GUEST ARTICLE: Book Review – The Joshua Files

By Paul Mason

The Joshua Files by Matt Bozeat – Pitch Publishing – RRP £19.99


The Joshua Files, by regular Boxing News contributor Matt Bozeat, is a whistle-stopp tour charting Anthony Joshua’s rise from building site employee and early breakings of the law, to unified Heavyweight Champion of the World. The book covers Joshua’s early days, right up to his most recent contest with Joseph Parker in Cardiff in March. The Parker fight is included in the introduction section of the book, as the author decided to release the book after the Parker fight, just in case an unthinkable defeat occurred.
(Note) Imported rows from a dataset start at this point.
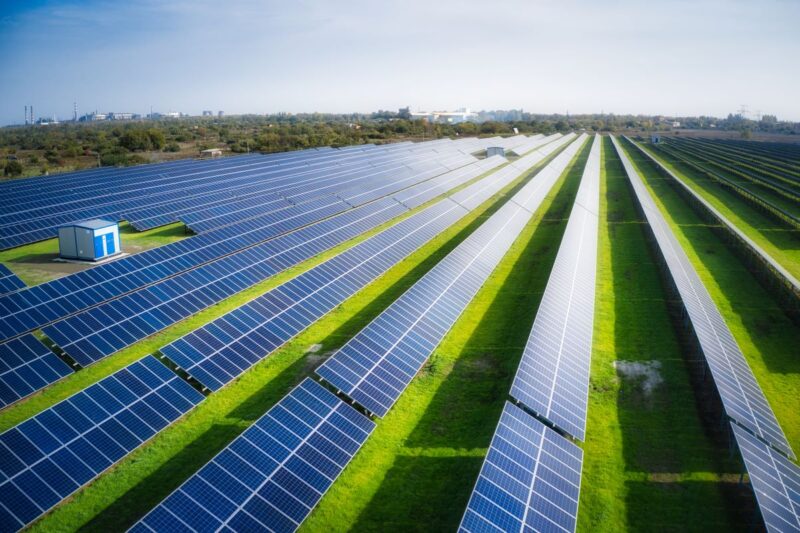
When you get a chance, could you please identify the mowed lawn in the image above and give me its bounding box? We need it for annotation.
[638,137,800,279]
[301,136,590,531]
[623,136,800,452]
[578,138,752,532]
[21,141,572,531]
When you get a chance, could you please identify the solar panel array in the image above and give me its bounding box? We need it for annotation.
[459,402,583,533]
[0,145,482,338]
[0,154,505,408]
[611,137,794,457]
[131,378,375,533]
[511,136,601,440]
[0,264,25,296]
[0,356,203,531]
[0,135,536,249]
[317,136,584,416]
[731,423,800,533]
[156,158,520,390]
[0,334,72,407]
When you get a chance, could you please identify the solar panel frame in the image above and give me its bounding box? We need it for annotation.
[731,422,800,533]
[459,402,583,533]
[611,136,794,457]
[0,356,203,531]
[316,136,585,417]
[130,378,375,532]
[510,136,601,440]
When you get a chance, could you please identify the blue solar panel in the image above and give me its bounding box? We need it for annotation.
[611,137,794,457]
[317,133,583,416]
[0,145,478,338]
[0,264,25,296]
[511,136,600,440]
[131,378,375,533]
[0,334,72,407]
[459,402,583,533]
[0,356,203,531]
[731,423,800,533]
[161,164,520,390]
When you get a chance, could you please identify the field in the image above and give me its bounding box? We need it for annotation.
[0,132,800,532]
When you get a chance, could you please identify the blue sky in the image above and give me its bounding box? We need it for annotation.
[0,0,800,124]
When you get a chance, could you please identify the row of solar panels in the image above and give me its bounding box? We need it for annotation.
[459,136,601,533]
[0,264,25,296]
[0,135,558,339]
[612,137,800,532]
[0,141,456,247]
[132,136,582,532]
[0,149,503,404]
[0,134,572,530]
[0,133,540,249]
[625,137,800,294]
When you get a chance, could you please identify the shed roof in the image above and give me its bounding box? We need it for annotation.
[62,218,117,229]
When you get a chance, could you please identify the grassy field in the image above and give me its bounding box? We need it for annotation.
[639,138,800,278]
[623,136,800,450]
[578,138,752,532]
[23,140,576,531]
[0,222,187,285]
[302,136,590,531]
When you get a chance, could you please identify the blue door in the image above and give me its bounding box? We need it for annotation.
[106,233,116,255]
[94,235,105,259]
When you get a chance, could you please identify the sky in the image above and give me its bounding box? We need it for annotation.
[0,0,800,124]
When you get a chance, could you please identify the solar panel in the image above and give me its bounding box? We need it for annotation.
[0,334,72,407]
[731,423,800,533]
[131,378,375,532]
[511,136,601,440]
[0,264,25,296]
[317,133,584,416]
[611,137,794,456]
[0,145,482,338]
[459,402,583,533]
[156,164,520,390]
[0,356,203,531]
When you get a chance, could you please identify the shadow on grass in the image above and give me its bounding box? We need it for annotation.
[605,137,752,531]
[351,455,483,532]
[406,137,591,449]
[634,139,800,374]
[625,475,764,532]
[80,350,305,532]
[81,163,556,532]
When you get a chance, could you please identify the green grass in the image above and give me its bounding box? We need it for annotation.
[578,138,752,532]
[26,144,576,531]
[623,135,800,456]
[639,139,800,279]
[302,136,589,531]
[0,222,186,285]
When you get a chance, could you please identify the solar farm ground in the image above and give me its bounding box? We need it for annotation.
[0,138,800,531]
[640,139,800,278]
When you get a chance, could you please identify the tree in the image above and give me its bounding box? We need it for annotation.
[5,160,22,176]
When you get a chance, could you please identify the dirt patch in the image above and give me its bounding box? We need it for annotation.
[613,361,664,397]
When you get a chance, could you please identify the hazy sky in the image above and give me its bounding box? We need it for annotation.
[0,0,800,124]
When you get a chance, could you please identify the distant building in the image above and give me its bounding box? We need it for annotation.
[79,112,108,122]
[200,148,222,159]
[58,218,122,261]
[411,107,478,124]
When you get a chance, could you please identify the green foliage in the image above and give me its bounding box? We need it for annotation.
[3,160,22,177]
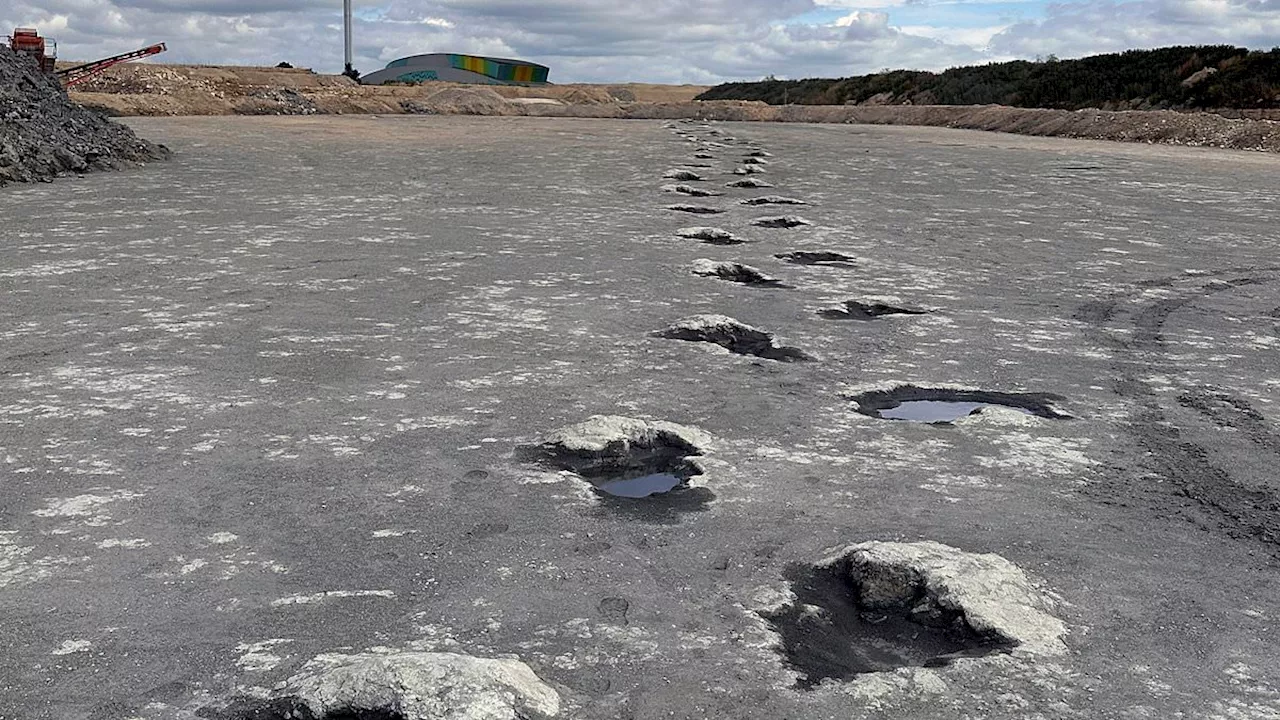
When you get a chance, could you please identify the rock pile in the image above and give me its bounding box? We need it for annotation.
[0,47,169,186]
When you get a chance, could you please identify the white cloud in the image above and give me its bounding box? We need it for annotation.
[0,0,1280,83]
The introduction is designed to chart everything that happened in Joshua’s life up to his professional debut in October 2013, with the remainder of the book an opponent by opponent breakdown of Joshua’s professional tale so far.

The book is an insightful journey, beginning with Anthony’s parents separating when he was still young, and there was an intention that Joshua would move to his parents native Nigeria aged 12 or 13. Eventually, he would settle with his Auntie, but he left school and moved into his own room at a hostel, leading to his first brushes with the law. Trouble in Watford would seem to follow “AJ” around, and he had to relocate to London to move away from bad influences, as he was banned from the Watford district for a year. He moved back in with his mother in North London, where he would have an electronic tag fitted to his ankle as a result of his misdemeanours. He would be on tag for 13 months.

On the advice of his cousin, he joined Finchley and District Amateur Boxing Club, and the rest is now history. Joshua rose and rose within the amateur code, but this threatened to all fall apart in March 2011. Police discovered 8oz of cannabis in a sports bag that was in Joshua’s car. Joshua pleaded guilty to possession, but not guilty of intent to supply, and was passed down a 12 month community order with 100 hours of unpaid work included. Joshua would work his way back into the Great Britain setup by defending his ABA Title, and then, once his ban was lifted with Team GB, excelling at the European Championships after impressing coach Robert McCracken, who is now of course his head coach in the professional code. This of course culminated in the Gold Medal , the pinnacle of the amateur part of the sport, at the London 2012 Olympic Games.

The clamour for his signature to turn professional was huge, and he rejected overtures to defend his Olympic Title to turn over with Eddie Hearn and Matchroom.

The book then follows each Joshua fight in the pro game, with insights from Boxing experts, the trainers and the opponents themselves, as well as the build up and outcome of each paid contest. Its a well researched and well informed account of his ascent to the top of his profession. Matt Bozeat’s writing is effortless, and is a really easy read, and although it is a gamble to write a book before a fighter’s career is finished. it still hits the mark.